PerturboLLaVA: Reducing Multimodal Hallucinations with Perturbative Visual Training
This addresses hallucinations in MLLMs for dense captioning, offering a new metric and training method, but it is incremental as it builds on existing MLLM frameworks.
The paper tackles the problem of hallucinations in Multimodal Large Language Models for dense image captioning by introducing HalFscore, a novel metric for granular evaluation, and PerturboLLaVA, a training method that uses adversarially perturbed text to reduce reliance on language priors, resulting in improved caption fidelity and outperforming existing approaches on benchmarks.

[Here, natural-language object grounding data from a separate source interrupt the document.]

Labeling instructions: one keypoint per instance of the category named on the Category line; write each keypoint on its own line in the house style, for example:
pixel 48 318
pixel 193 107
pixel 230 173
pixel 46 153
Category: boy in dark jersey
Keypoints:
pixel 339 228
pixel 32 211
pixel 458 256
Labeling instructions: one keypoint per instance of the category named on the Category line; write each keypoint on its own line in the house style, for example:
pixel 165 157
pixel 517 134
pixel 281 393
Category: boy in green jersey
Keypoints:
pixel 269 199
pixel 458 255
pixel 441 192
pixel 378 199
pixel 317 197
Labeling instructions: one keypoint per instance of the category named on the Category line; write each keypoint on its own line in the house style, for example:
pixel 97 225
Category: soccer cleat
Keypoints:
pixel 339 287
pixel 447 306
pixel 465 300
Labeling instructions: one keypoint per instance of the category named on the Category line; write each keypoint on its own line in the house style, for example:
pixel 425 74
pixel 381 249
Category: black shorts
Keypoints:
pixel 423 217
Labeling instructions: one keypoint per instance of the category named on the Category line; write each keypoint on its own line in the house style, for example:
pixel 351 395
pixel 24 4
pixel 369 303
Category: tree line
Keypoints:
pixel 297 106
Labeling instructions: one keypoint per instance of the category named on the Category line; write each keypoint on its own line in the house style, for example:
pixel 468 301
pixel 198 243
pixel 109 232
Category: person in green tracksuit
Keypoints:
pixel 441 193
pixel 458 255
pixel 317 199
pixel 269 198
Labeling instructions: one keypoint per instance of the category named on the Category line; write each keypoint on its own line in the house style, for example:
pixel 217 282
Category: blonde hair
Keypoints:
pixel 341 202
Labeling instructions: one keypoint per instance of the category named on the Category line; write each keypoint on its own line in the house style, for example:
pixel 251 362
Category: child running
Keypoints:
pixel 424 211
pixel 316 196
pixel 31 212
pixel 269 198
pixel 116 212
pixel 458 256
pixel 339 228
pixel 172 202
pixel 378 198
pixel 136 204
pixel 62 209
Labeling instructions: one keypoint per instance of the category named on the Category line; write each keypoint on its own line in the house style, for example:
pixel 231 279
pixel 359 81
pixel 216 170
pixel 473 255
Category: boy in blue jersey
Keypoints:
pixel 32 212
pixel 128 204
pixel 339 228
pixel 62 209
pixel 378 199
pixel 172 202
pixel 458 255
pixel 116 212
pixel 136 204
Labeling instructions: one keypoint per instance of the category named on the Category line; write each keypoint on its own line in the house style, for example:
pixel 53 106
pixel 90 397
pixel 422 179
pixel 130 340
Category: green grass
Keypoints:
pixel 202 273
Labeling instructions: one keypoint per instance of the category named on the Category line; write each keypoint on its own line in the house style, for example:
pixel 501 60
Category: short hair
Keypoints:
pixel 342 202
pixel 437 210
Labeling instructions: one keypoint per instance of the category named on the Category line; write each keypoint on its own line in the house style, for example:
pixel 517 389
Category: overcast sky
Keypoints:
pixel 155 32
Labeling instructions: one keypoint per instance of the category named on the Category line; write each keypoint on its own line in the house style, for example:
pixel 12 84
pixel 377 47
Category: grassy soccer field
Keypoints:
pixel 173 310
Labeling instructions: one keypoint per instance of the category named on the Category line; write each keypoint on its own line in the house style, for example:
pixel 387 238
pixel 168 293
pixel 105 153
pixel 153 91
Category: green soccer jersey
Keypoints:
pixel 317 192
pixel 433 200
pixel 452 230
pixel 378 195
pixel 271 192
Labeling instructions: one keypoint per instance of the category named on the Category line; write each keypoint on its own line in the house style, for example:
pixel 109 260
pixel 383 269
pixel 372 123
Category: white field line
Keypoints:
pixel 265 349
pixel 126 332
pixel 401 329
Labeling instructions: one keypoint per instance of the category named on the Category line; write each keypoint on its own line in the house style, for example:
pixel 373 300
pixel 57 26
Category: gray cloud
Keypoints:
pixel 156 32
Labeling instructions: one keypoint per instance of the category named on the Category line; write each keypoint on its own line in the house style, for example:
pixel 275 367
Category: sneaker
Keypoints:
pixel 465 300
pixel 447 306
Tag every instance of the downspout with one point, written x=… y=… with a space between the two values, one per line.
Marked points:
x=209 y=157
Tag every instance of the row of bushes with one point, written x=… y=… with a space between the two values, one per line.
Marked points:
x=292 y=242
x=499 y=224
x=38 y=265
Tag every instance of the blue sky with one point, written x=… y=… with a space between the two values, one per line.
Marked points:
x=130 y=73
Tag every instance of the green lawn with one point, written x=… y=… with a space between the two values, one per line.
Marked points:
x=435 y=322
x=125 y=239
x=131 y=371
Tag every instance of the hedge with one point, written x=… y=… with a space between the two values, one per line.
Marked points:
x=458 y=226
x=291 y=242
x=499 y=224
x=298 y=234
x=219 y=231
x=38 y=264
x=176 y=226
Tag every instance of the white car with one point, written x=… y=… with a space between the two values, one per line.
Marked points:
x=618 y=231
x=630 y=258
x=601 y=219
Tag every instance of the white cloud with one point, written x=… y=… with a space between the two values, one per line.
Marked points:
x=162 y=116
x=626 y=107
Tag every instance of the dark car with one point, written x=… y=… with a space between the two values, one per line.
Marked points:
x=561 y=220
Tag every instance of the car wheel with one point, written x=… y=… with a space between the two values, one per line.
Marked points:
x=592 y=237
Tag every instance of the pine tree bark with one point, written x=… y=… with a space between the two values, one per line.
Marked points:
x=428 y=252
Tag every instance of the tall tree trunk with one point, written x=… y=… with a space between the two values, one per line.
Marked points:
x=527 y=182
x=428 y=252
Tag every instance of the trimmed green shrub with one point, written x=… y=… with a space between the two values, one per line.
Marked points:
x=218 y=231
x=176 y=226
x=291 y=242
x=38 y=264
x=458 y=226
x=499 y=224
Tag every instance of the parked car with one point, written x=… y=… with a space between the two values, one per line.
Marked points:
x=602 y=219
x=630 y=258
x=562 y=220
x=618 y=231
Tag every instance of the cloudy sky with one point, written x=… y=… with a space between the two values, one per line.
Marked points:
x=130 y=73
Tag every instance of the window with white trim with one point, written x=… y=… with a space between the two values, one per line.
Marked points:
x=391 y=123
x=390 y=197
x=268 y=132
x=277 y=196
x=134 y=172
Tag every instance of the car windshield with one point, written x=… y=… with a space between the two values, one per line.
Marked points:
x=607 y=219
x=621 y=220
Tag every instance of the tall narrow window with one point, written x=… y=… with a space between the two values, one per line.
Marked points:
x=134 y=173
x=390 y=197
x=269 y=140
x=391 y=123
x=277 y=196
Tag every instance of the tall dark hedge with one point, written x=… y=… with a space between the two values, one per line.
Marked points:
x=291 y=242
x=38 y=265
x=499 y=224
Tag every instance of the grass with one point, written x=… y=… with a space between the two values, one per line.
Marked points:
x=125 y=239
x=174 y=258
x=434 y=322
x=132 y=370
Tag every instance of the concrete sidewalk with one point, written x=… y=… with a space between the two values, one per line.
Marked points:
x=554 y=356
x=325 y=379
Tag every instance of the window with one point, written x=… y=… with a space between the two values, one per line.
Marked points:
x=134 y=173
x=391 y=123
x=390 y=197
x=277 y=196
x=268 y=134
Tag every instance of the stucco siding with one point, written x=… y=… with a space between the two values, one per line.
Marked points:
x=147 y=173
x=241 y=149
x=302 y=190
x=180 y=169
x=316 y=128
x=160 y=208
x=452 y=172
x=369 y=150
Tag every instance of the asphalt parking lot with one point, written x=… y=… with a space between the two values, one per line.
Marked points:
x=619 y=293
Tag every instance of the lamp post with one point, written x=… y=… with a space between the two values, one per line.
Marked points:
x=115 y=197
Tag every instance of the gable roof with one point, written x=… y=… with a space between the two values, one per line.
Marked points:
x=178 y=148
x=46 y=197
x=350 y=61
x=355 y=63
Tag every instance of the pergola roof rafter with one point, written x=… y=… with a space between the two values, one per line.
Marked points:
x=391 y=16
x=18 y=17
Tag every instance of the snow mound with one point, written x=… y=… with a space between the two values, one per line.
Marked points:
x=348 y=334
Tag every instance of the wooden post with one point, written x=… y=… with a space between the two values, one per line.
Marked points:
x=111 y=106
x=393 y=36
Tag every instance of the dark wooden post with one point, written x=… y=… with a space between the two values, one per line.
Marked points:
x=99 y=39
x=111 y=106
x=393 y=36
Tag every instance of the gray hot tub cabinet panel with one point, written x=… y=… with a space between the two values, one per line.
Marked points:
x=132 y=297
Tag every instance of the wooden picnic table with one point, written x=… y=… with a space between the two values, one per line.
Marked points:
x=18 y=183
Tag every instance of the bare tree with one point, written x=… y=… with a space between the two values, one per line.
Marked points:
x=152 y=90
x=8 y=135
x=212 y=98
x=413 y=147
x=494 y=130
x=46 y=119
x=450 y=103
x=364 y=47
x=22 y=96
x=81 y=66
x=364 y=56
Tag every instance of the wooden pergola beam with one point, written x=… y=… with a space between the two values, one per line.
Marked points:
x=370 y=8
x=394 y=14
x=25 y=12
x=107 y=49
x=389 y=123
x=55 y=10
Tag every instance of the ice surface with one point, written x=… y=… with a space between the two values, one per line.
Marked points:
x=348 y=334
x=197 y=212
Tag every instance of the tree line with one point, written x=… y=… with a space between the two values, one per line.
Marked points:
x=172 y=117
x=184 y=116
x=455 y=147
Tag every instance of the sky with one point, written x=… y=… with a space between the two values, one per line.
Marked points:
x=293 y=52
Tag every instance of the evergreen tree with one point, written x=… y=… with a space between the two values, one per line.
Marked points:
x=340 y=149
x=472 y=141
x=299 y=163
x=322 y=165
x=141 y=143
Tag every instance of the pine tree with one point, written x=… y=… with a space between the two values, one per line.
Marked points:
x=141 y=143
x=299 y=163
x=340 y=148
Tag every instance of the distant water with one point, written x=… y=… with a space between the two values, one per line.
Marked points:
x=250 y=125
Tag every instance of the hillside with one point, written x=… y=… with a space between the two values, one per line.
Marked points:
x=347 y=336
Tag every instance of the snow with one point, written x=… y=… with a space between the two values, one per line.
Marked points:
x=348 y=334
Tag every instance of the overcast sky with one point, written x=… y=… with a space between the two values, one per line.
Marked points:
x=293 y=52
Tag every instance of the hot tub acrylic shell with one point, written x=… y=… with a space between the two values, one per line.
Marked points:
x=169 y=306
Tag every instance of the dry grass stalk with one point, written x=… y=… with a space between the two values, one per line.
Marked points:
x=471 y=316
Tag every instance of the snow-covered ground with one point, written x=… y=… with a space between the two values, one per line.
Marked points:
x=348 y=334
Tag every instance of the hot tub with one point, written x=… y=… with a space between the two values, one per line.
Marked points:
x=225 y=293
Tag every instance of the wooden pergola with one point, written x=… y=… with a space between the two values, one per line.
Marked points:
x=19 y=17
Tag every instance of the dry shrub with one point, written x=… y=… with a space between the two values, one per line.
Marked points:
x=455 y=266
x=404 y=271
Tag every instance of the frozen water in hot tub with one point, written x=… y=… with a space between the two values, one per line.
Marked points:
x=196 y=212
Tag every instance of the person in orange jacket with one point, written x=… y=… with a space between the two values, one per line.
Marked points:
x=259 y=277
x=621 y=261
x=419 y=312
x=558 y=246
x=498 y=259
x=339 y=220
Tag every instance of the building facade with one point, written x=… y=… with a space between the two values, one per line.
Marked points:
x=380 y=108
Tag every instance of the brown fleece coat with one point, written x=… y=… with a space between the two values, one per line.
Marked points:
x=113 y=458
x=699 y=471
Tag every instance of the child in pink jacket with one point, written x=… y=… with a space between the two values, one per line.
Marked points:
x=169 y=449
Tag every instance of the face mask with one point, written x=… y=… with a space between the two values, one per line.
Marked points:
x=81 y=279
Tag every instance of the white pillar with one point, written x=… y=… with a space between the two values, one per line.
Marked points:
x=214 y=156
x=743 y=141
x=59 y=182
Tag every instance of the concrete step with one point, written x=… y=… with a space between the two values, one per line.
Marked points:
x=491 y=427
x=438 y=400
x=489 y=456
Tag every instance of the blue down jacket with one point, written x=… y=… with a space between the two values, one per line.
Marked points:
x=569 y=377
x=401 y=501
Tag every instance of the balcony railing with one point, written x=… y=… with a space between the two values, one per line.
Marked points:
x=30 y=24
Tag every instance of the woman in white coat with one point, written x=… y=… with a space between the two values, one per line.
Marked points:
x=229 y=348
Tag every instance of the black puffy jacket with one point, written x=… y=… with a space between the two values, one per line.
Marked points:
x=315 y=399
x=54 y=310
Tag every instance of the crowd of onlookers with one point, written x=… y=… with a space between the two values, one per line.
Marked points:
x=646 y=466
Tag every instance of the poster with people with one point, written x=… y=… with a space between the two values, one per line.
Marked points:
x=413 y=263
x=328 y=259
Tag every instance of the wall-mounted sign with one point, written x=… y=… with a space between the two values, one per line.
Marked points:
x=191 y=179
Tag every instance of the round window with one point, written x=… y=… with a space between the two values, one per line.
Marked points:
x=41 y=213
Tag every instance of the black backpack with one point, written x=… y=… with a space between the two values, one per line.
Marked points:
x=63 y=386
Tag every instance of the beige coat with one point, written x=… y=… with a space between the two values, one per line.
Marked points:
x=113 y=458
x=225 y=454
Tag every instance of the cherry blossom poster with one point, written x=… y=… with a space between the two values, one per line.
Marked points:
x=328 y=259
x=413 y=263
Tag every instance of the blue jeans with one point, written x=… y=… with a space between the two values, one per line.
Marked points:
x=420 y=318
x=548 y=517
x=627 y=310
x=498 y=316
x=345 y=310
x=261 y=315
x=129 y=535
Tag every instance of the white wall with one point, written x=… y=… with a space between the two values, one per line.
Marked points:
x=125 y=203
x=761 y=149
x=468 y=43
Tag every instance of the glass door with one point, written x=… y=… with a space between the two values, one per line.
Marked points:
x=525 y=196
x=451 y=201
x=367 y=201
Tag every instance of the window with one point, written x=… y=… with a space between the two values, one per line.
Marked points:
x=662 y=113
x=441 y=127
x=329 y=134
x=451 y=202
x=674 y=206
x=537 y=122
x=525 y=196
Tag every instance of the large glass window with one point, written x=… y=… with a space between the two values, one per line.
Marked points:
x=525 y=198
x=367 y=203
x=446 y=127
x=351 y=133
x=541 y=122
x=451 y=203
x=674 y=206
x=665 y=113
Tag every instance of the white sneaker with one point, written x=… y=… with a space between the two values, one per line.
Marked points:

This paper aims to address the challenge of hallucinations in Multimodal Large Language Models (MLLMs) particularly for dense image captioning tasks. To tackle the challenge, we identify the current lack of a metric that finely measures the caption quality in concept level. We hereby introduce HalFscore, a novel metric built upon the language graph and is designed to evaluate both the accuracy and completeness of dense captions at a granular level. Additionally, we identify the root cause of hallucination as the model's over-reliance on its language prior. To address this, we propose PerturboLLaVA, which reduces the model's reliance on the language prior by incorporating adversarially perturbed text during training. This method enhances the model's focus on visual inputs, effectively reducing hallucinations and producing accurate, image-grounded descriptions without incurring additional computational overhead. PerturboLLaVA significantly improves the fidelity of generated captions, outperforming existing approaches in handling multimodal hallucinations and achieving improved performance across general multimodal benchmarks.